Voilà pourquoi je suis heureux que nous puissions célébrer la messe chrismale dans notre cathédrale et je remercie tous ceux et celles qui, autour du curé de la paroisse Saint-Paul-Saint-Vincent-de-Dax, ont œuvré pour que nous puissions vivre une belle célébration.
Je mesure évidemment le contexte sociétal dans lequel nous vivons ces dernières semaines ainsi que les menaces de guerre qui éclatent un peu partout dans le monde et notamment aux portes de l’Europe.

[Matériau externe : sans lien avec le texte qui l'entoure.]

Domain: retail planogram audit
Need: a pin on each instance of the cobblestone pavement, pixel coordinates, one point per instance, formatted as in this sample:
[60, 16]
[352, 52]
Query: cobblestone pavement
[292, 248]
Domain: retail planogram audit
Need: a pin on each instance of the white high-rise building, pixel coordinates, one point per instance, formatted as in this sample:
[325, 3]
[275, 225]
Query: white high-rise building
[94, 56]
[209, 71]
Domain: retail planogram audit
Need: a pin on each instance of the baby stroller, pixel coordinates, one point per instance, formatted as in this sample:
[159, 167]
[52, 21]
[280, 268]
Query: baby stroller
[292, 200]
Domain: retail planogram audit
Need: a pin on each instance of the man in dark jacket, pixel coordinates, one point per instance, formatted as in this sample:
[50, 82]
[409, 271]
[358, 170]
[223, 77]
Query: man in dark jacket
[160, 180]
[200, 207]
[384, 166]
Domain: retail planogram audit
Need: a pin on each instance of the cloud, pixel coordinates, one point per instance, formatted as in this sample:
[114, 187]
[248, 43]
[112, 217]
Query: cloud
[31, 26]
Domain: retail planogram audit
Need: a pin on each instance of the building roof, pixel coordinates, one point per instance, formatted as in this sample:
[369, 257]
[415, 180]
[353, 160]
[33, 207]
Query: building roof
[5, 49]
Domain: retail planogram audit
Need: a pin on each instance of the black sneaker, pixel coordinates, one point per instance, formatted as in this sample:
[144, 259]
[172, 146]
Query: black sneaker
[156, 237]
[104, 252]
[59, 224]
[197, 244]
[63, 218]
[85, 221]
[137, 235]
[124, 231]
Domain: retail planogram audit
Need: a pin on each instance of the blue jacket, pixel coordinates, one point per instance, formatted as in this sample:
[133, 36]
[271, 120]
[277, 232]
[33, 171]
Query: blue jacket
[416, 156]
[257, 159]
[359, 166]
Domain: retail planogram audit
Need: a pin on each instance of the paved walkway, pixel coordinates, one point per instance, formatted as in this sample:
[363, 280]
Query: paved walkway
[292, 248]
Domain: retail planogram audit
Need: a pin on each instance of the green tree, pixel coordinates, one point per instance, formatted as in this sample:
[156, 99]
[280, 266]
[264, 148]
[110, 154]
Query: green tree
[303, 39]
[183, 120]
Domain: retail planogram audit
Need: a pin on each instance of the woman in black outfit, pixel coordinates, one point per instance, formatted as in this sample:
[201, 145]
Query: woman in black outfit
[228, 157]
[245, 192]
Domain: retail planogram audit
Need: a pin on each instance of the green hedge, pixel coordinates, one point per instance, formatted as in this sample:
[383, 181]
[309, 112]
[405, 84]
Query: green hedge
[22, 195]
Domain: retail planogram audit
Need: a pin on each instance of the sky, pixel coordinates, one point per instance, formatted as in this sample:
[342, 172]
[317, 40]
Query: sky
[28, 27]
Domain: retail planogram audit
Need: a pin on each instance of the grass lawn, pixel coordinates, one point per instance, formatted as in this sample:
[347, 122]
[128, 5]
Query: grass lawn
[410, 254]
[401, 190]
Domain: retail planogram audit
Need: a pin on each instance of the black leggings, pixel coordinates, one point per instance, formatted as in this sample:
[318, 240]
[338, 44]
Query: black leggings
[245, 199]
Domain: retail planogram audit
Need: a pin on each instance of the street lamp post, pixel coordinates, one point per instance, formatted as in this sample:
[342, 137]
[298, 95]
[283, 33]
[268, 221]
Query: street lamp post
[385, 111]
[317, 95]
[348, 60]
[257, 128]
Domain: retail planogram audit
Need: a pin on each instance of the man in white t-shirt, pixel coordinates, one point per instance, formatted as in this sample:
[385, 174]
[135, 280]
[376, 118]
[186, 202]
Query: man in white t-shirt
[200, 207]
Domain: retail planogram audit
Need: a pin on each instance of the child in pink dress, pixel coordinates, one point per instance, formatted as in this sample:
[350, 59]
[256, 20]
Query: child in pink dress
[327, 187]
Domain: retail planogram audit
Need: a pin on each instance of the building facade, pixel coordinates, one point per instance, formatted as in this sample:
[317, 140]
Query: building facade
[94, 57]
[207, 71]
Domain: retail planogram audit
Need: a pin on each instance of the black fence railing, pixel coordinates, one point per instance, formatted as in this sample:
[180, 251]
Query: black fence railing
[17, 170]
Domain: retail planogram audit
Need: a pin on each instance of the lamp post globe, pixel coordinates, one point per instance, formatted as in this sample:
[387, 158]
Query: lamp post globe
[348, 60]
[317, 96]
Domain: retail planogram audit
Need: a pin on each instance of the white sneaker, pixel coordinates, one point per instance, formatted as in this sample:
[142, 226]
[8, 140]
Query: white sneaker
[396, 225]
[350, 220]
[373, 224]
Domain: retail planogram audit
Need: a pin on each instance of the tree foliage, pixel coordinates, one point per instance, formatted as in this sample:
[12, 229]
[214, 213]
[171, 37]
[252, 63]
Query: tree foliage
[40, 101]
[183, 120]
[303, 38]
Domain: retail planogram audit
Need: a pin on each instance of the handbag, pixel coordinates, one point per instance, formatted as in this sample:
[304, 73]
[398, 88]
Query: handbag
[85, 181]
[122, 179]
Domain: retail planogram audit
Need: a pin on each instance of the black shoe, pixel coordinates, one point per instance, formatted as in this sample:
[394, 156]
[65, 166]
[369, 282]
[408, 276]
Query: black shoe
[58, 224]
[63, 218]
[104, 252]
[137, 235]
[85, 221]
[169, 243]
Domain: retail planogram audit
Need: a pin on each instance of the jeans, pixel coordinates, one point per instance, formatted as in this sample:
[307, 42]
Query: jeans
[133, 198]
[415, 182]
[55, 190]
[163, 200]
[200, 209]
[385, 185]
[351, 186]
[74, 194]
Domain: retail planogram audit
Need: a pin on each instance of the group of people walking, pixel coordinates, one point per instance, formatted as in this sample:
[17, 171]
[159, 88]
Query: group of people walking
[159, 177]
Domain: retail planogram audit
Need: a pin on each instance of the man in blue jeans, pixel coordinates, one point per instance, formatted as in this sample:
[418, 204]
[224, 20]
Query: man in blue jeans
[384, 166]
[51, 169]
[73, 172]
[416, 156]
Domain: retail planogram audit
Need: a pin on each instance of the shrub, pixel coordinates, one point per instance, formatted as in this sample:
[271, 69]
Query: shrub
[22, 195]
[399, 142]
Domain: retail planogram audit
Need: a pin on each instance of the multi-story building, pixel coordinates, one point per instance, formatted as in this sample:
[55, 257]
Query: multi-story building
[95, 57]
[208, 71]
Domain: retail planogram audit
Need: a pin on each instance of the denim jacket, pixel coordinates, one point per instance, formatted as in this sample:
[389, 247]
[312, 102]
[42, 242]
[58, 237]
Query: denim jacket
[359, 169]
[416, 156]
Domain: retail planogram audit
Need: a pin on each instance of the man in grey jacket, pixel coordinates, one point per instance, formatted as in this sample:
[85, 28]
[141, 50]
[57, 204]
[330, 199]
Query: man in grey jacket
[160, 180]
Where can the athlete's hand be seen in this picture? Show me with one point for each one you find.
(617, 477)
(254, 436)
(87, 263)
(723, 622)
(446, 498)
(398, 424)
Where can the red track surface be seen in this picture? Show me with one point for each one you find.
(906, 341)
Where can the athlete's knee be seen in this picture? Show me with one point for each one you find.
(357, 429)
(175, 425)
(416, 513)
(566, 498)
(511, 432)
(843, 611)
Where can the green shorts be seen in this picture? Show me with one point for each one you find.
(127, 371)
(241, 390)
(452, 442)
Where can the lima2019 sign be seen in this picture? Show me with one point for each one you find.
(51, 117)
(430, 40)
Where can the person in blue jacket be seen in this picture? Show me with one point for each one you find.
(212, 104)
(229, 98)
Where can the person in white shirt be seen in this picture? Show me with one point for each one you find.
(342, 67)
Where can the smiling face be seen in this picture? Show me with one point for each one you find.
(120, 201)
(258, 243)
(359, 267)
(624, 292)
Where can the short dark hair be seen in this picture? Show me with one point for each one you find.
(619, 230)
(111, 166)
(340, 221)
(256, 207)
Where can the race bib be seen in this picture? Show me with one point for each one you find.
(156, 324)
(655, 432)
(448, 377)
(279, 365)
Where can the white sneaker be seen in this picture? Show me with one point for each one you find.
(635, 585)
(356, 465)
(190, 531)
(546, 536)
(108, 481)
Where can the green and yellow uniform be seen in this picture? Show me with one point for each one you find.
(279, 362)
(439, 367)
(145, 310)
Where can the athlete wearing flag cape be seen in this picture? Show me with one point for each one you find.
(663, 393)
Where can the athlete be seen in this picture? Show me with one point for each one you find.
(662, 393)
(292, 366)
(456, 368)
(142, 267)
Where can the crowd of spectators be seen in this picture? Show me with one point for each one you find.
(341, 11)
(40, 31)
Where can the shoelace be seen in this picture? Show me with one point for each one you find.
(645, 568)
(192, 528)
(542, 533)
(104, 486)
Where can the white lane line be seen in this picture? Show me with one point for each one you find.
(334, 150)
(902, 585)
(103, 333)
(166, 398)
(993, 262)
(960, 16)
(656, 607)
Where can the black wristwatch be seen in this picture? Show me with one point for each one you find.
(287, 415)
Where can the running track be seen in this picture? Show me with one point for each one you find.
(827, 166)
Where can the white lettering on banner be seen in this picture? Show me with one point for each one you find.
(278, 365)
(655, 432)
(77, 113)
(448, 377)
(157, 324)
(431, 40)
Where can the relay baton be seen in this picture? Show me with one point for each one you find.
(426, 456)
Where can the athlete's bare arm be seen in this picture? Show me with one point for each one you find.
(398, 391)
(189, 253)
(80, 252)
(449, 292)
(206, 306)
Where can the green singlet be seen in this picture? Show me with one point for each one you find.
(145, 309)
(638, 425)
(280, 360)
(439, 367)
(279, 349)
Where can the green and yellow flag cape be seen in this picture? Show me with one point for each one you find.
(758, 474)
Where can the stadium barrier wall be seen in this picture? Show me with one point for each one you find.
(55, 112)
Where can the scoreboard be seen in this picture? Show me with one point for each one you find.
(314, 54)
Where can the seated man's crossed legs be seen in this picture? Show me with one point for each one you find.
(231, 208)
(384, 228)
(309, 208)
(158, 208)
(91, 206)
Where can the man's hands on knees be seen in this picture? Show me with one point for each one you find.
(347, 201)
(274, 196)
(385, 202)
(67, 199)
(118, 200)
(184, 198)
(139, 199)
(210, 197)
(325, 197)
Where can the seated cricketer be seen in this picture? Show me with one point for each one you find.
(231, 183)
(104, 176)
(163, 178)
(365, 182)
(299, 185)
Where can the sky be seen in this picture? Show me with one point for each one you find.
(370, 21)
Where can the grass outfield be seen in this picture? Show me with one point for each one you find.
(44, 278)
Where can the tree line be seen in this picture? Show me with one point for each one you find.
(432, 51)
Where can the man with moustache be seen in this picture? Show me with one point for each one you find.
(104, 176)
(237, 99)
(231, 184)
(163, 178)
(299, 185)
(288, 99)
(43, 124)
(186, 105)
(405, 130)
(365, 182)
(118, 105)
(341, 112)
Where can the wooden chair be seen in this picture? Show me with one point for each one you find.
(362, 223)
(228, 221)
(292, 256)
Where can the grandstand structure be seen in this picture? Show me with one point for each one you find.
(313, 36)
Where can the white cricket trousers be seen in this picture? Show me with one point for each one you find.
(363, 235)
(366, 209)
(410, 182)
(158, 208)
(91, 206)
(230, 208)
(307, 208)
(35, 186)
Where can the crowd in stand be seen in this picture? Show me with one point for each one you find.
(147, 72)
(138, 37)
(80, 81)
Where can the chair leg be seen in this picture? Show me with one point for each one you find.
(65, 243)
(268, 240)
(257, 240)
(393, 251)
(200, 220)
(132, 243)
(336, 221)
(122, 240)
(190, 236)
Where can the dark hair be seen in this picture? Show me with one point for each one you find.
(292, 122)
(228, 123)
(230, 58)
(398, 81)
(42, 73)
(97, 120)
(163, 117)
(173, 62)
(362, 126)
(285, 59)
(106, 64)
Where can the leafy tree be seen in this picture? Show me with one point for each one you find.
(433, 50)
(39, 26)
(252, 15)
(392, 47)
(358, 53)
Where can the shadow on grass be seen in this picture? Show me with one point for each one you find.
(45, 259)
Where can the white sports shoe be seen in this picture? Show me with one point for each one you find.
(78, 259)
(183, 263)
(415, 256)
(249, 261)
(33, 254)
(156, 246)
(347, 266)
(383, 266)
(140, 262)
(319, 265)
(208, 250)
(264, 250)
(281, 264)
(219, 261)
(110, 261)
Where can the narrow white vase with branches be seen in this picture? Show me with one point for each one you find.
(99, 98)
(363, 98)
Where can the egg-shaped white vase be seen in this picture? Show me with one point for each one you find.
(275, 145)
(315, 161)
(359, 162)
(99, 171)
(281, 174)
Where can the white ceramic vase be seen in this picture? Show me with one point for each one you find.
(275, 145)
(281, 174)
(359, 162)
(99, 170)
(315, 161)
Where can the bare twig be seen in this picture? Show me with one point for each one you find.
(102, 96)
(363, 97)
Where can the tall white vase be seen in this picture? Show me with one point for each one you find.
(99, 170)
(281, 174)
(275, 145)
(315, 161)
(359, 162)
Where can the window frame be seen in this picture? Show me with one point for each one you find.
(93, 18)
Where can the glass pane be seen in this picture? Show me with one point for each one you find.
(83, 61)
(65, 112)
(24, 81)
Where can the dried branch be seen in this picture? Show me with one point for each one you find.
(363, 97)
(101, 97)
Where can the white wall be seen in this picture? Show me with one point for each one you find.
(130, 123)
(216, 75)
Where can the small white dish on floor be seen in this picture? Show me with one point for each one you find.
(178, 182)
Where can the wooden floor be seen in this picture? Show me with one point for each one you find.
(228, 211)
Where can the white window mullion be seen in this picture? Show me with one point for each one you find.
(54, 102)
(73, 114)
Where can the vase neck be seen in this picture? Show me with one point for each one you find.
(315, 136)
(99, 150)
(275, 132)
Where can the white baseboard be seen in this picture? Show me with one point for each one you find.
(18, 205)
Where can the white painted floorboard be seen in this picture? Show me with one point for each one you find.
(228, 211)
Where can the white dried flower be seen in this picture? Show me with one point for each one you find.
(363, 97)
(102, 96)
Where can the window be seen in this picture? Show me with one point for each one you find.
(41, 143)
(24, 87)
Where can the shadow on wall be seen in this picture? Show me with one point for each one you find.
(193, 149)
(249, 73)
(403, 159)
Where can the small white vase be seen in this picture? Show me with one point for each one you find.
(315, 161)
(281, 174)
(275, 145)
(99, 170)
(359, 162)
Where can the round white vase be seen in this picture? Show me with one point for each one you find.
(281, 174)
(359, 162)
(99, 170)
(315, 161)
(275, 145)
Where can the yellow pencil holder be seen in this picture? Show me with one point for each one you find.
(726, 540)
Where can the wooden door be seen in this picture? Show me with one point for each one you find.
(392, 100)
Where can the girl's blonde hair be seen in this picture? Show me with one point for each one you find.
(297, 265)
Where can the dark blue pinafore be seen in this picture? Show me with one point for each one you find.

« Le Seigneur m’a consacré par l’onction. » Tel est le passage du prophète Isaïe dont le Christ a fait la lecture dans la synagogue de Nazareth, avant de conclure : « Aujourd’hui s’accomplit ce passage de l’Écriture. » Je voudrais donc, en ce jour, évoquer l’onction du Saint Chrême, reçue le jour de notre baptême et de notre confirmation (et je me réjouis de la présence de plusieurs adultes qui seront prochainement baptisés et confirmés), et le jour de notre ordination sacerdotale ou épiscopale ; ainsi que l’onction de l’huile des malades et l’onction de l’huile des catéchumènes. Si cette onction n’est pas seulement un rite, mais si elle manifeste la grâce reçue pour la mission, portons notre attention sur les parties de notre corps qui reçoivent l’onction :
La tête
L’onction sur la tête, avec le Saint Chrême, est reçue à notre baptême, à notre confirmation et à l’ordination épiscopale. Il en va de même avec l’huile des malades.
Cette onction doit nous permettre de garder une tête bien lucide, d’acquérir une hauteur de vue et une profondeur de réflexion. Dans la bible, celui qui est choisi reçoit l’onction qui lui confère ces qualités. L’onction sur la tête permet ainsi de pouvoir discerner quelles sont les situations de médiocrité : les nôtres, celles de l’Église, celles du monde.
La tête est le lieu de nos principaux sens comme la vue et l’ouïe. Elle permet donc de voir et d’entendre quel est l’état de notre communauté paroissiale, de notre communauté religieuse, de notre famille.
Finalement l’onction nous permet de ne pas nous prendre la tête, car c’est Dieu qui nous consacre par l’onction et c’est le Christ qui est la tête de l’Église. Nous dépendons totalement de lui ; il faut lui faire confiance. Nous avons à nous en souvenir tandis que nous vivons la synodalité de l’Église.
Les mains
C’est dans les mains qu’est reçue l’onction avec le Saint Chrême pour l’ordination sacerdotale. Il en va de même avec l’huile des malades et l’huile des catéchumènes. Cette onction nous donne la capacité, en fonction de notre situation, d’affronter le monde et de nous prendre en mains.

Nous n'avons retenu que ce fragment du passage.